La Mirabelle Rouge

A Liège, les sidérurgistes d'ArcelorMittal se radicalisent !

Six membres de la direction du site de Liège (Belgique) du géant de l’acier ArcelorMittal étaient « privés de liberté », hier après-midi, par des représentants syndicaux et un mot d’ordre de grève a été lancé, a indiqué en fin d’après-midi un porte-parole du groupe.

Des négociations menées hier matin entre la direction liégeoise et les syndicats sur des mesures à prendre pour compenser la prolongation de l’arrêt d’un haut-fourneau ont échoué, a expliqué ce porte-parole, Etienne Botton. « Les syndicats nous ont dit qu’ils empêcheraient la direction de sortir tant qu’ils n’auraient pas de réponse satisfaisante à leurs demandes », a déclaré M. Botton, en expliquant être lui-même contraint de rester dans les bâtiments de la direction. « La privation de liberté est totalement inacceptable », a-t-il rajouté.

Joao Felix Da Silva, directeur général d’ArcelorMittal Liège, et cinq autres membres du comité de direction font partie des personnes empêchées de quitter leur bureau, a précisé hier, vers 17h, le porte-parole, en indiquant qu’il n’y avait eu aucune violence à déplorer.

En mars 2011, la direction liégeoise du sidérurgiste avait déjà été séquestrée pendant une journée, selon M. Botton.

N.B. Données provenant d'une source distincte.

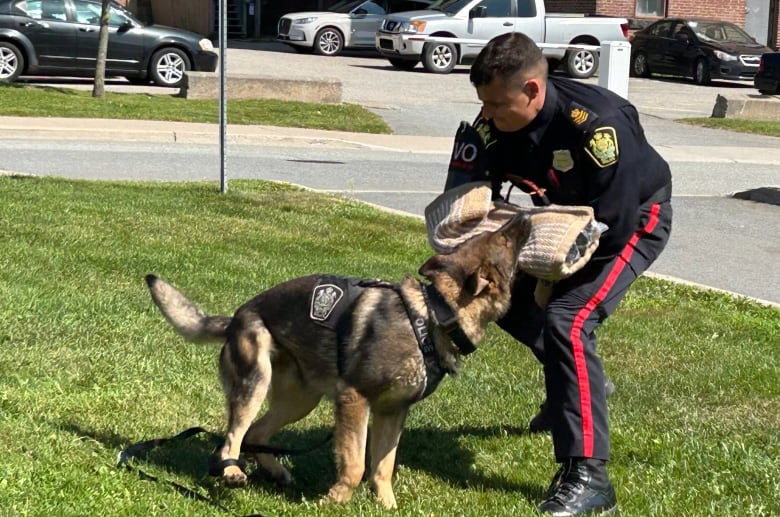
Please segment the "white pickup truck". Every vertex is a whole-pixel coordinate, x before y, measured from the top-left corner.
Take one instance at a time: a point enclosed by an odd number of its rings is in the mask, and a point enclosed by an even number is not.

ArcelorMittal, qui emploie quelque 3 000 personnes à Liège, l’un des berceaux de la sidérurgie européenne, avait mis à l’arrêt ses deux hauts-fourneaux en mai 2008. L’un des deux a été redémarré en avril 2010, mais a dû être de nouveau arrêté en août dernier pour des raisons de maintenance, mettant au chômage quelque 500 travailleurs, en principe pour un mois.

Dans l’après-midi, les syndicats, qui craignent que la fermeture de la phase à chaud ne soit définitive, ont décrété un mot d’ordre de grève totale au sein des différentes usines d’ArcelorMittal à Liège.